Dark Chocolate Stout Cake

Serves 24 | Recipe adapted from King Authur Flour

2 cups stout (such as Guinness)
2 cups (4 sticks) unsalted butter
1 1/2 cups unsweetened cocoa powder (preferably Dutch-process)
4 cups all-purpose flour
4 cups sugar
1 TBS baking soda
1 1/2 tsp salt
4 large eggs
1 1/3 cups sour cream


Preheat oven to 350°F. Butter three 8-inch round cake pans with 2-inch-high sides. Line with parchment paper. Butter paper. Bring 2 cups stout and 2 cups butter to simmer in heavy large saucepan over medium heat. Add cocoa powder and whisk until mixture is smooth. Cool slightly.
Whisk flour, sugar, baking soda, and 1 1/2 teaspoons salt in large bowl to blend. Using electric mixer, beat eggs and sour cream in another large bowl to blend. Add stout-chocolate mixture to egg mixture and beat just to combine. Add flour mixture and beat briefly on slow speed. Using rubber spatula, fold batter until completely combined. Divide batter equally among prepared pans. Bake cakes until tester inserted into center of cakes comes out clean, about 35 minutes. Transfer cakes to rack; cool 10 minutes. Turn cakes out onto rack and cool completely.

Drunken Cherries

Bakers note: I prefer using fresh or frozen dark sweet cherries since they are far superior in flavor but since they're out of season and I really wanted that blood-red color, canned cherries will do in a pinch.
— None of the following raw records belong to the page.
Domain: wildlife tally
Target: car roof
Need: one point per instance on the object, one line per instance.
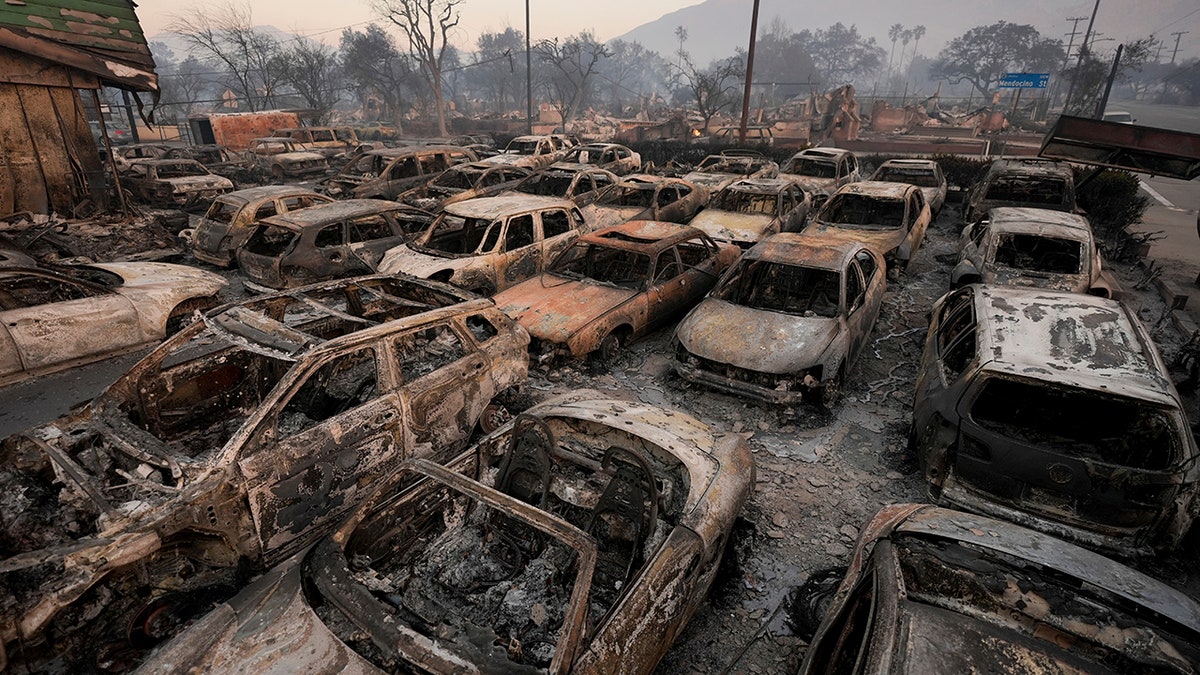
(1039, 221)
(1050, 553)
(642, 236)
(805, 250)
(249, 321)
(505, 204)
(760, 185)
(247, 195)
(881, 189)
(910, 163)
(1069, 339)
(321, 214)
(822, 153)
(412, 150)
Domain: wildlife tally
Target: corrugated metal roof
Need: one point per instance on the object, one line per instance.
(99, 36)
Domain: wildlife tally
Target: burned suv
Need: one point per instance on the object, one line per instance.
(231, 447)
(1055, 411)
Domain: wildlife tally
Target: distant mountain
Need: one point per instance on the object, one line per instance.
(717, 27)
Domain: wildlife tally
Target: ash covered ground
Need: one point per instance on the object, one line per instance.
(821, 476)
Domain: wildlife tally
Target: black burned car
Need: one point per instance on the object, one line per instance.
(229, 448)
(580, 538)
(931, 591)
(325, 242)
(1055, 411)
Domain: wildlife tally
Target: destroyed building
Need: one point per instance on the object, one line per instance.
(51, 52)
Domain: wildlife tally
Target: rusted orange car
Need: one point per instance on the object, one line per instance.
(580, 538)
(616, 285)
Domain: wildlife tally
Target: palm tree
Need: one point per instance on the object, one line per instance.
(917, 34)
(894, 34)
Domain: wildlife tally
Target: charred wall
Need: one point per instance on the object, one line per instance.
(48, 157)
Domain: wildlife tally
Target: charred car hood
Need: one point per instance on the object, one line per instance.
(730, 226)
(555, 309)
(763, 341)
(190, 183)
(423, 263)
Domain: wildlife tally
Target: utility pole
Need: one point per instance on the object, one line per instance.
(745, 94)
(1083, 54)
(528, 77)
(1108, 85)
(1176, 51)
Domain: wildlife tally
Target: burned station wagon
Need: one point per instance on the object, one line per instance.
(891, 217)
(581, 538)
(786, 323)
(1039, 248)
(615, 286)
(55, 317)
(1055, 411)
(647, 197)
(749, 210)
(462, 181)
(1039, 184)
(174, 183)
(233, 217)
(325, 242)
(229, 448)
(931, 591)
(491, 243)
(717, 172)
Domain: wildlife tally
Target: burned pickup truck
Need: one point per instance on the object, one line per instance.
(580, 538)
(229, 448)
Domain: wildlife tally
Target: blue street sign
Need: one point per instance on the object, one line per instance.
(1024, 81)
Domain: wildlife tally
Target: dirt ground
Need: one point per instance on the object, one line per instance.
(820, 476)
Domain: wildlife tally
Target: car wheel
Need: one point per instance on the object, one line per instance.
(495, 416)
(829, 392)
(610, 347)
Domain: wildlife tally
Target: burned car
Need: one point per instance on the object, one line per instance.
(579, 183)
(229, 448)
(821, 171)
(749, 210)
(233, 217)
(325, 242)
(1039, 184)
(174, 183)
(925, 174)
(891, 217)
(1054, 411)
(1041, 248)
(580, 538)
(489, 244)
(786, 323)
(615, 286)
(462, 181)
(931, 591)
(387, 173)
(717, 172)
(125, 155)
(61, 316)
(531, 151)
(283, 157)
(609, 156)
(647, 197)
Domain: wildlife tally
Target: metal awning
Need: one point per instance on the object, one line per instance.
(1141, 149)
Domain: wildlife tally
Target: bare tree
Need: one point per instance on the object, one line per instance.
(571, 64)
(312, 70)
(249, 57)
(371, 60)
(425, 24)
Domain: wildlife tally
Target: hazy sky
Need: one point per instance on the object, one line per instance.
(606, 18)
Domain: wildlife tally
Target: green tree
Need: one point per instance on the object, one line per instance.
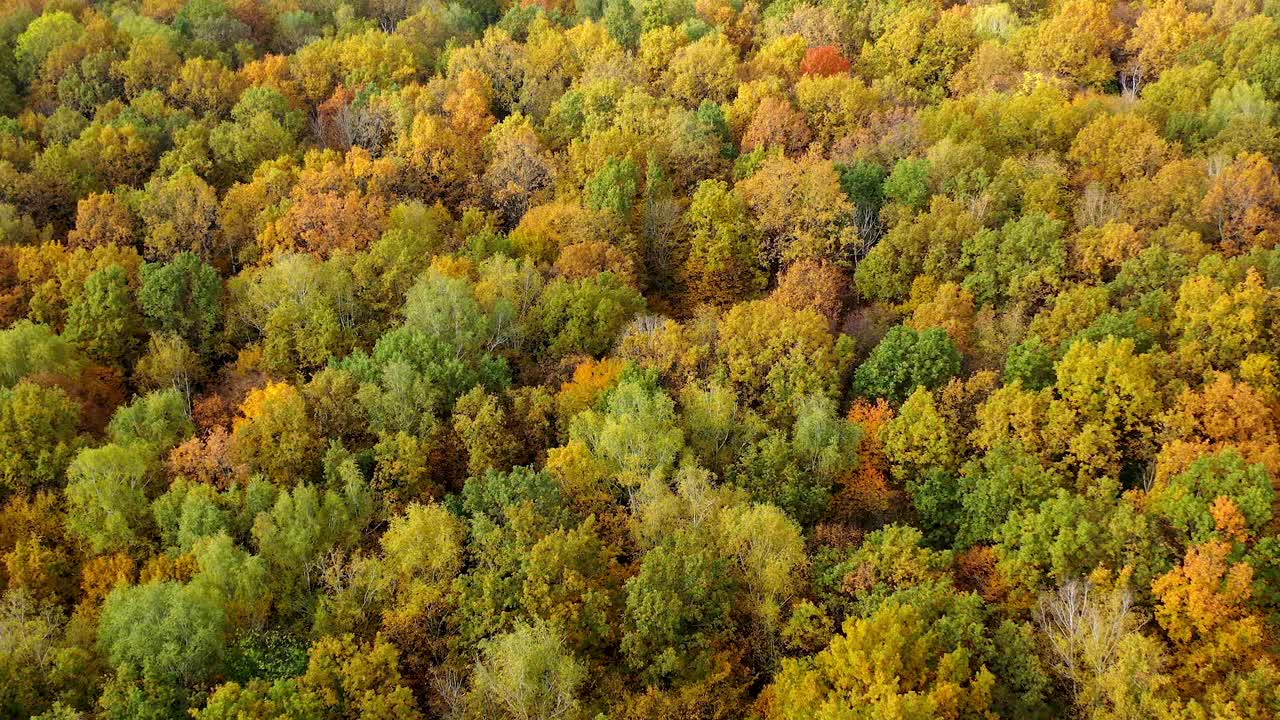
(679, 610)
(104, 319)
(37, 436)
(106, 495)
(182, 297)
(528, 674)
(905, 360)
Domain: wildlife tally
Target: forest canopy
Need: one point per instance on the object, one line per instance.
(639, 359)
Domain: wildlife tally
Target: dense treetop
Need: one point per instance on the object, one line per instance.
(639, 359)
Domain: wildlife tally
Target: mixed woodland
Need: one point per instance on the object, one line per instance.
(639, 359)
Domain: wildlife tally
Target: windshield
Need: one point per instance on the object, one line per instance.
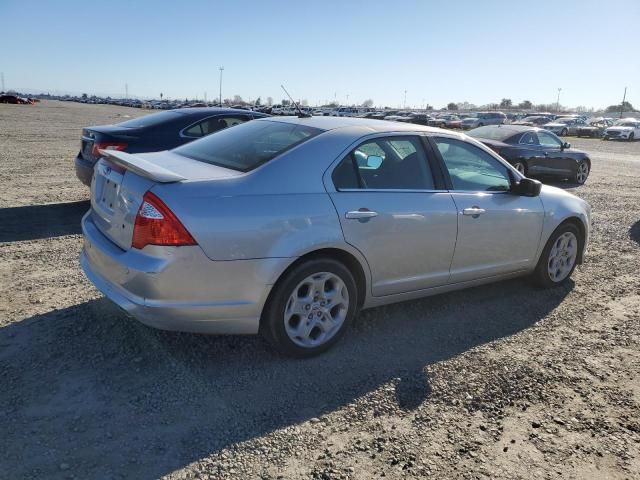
(491, 132)
(246, 146)
(149, 120)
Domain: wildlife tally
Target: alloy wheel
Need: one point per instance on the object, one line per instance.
(562, 257)
(316, 309)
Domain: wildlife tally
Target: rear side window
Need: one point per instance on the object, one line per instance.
(471, 168)
(249, 145)
(386, 163)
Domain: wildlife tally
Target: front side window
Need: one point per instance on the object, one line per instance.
(386, 163)
(471, 168)
(548, 140)
(248, 145)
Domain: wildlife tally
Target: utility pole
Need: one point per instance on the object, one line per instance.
(221, 69)
(624, 97)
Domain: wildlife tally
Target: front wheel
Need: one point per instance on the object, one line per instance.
(559, 257)
(310, 308)
(582, 172)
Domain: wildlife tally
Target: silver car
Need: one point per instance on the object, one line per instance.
(288, 227)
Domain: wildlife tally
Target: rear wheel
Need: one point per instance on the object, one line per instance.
(582, 172)
(559, 257)
(310, 308)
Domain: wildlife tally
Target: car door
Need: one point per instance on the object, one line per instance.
(498, 231)
(556, 160)
(393, 212)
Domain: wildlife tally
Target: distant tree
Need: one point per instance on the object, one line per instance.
(506, 103)
(625, 107)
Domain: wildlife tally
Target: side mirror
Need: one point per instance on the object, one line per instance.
(528, 187)
(374, 161)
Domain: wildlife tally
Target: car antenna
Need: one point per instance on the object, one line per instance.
(301, 114)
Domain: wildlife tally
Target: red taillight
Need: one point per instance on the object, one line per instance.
(157, 225)
(95, 151)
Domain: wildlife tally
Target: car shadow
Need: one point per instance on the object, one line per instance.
(102, 395)
(634, 232)
(41, 221)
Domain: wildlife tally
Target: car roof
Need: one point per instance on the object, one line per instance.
(332, 123)
(205, 110)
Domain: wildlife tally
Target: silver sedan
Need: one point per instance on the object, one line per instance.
(288, 227)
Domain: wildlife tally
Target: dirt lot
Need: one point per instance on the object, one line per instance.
(503, 381)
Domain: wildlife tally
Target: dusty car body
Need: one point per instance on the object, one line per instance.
(292, 230)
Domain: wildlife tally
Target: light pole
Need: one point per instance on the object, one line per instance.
(221, 69)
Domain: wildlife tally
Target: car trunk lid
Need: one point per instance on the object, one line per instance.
(121, 180)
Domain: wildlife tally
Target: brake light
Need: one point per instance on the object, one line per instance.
(156, 224)
(95, 151)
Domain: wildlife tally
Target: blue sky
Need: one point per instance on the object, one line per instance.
(439, 51)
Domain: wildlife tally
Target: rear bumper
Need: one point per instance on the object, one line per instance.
(84, 170)
(179, 288)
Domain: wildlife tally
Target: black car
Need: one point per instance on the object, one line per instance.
(535, 151)
(533, 121)
(154, 132)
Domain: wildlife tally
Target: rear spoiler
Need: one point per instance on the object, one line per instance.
(142, 167)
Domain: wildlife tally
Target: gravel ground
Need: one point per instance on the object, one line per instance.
(502, 381)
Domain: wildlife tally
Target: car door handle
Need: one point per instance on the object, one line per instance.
(360, 214)
(473, 211)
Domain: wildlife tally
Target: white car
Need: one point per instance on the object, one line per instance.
(625, 129)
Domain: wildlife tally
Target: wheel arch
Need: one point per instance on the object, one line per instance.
(582, 230)
(348, 259)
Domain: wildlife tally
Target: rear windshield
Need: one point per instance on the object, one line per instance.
(149, 120)
(491, 133)
(245, 147)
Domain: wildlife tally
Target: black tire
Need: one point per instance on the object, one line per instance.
(540, 275)
(272, 325)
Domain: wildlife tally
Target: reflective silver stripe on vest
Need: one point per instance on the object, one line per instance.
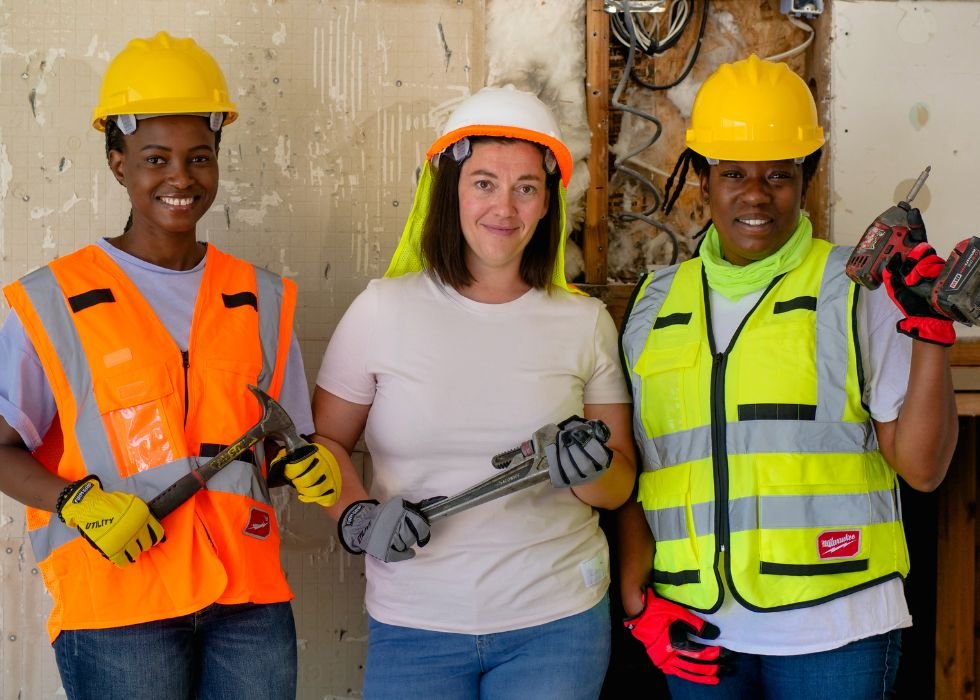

2 (21oz) cans of cherries in syrup
2 TBS cherry liquor (sold as kirsch or kirschwasser)
1/2 tsp vanilla (optional)

Drain the cherries, reserving 3/4 cup (180ml) of the heavy syrup. Set cherries aside. Simmer syrup and cherry liquor in a small saucepan over low heat until reduced down to 1/4 cup (60ml) add vanilla at this time if using. Brush reduced syrup all over the cake layers, reserving any leftover syrup. The cakes can be slightly warm when you do this. You can also use the cooled syrup to dye the frosting and the fondant if needed. 

 Vanilla Buttercream

½ cup unsalted butter softened
1 ½ tsp vanilla extract ( I love using a vanilla bean paste)
2 cups confectioners' sugar, sifted
2 TBS of cherry mixture (optional)

Cream room temperature butter with a hand mixer, the paddle attachment of a stand mixer, or a wooden spoon until smooth and fluffy. Gradually beat in confectioners' sugar until fully incorporated. Beat in vanilla extract. Add spoonfuls of cherries and cherry juice, if using, and beat for thirty seconds until smooth or until the desired color is reached.

Marshmallow Fondant 

1 package (16 oz.) white mini marshmallows
2-5 TBS water
2 pounds (about 8 cups) sifted powdered sugar (confectioners' sugar)
icing colors (optional)

If you don't have a Kitchenaid mixer, pour the powdered sugar on the counter keeping in all together in a mound. Then, with your hands make a good size hole in the middle keeping it in a mound. Pour your melted marshmallow mixture in the center hole you made. Keeping your hands from touching the marshmallow mixture, start pushing the sides of the mound in the middle without pushing them too deep and in the melted mixture (kinda like making pasta). Your hands will never get into the marshmallow mixture. Eventually, you can start kneading until the mixture is smooth - adding coloring if needed. Carefully section off and roll long sections like you're making a pretzel. Press onto the outside of the cake (mine just naturally stuck but you can use buttercream as a "glue" if needed). Use leftover cherries to brush on the outside, this will also give the outside that wet juicy brain appearance.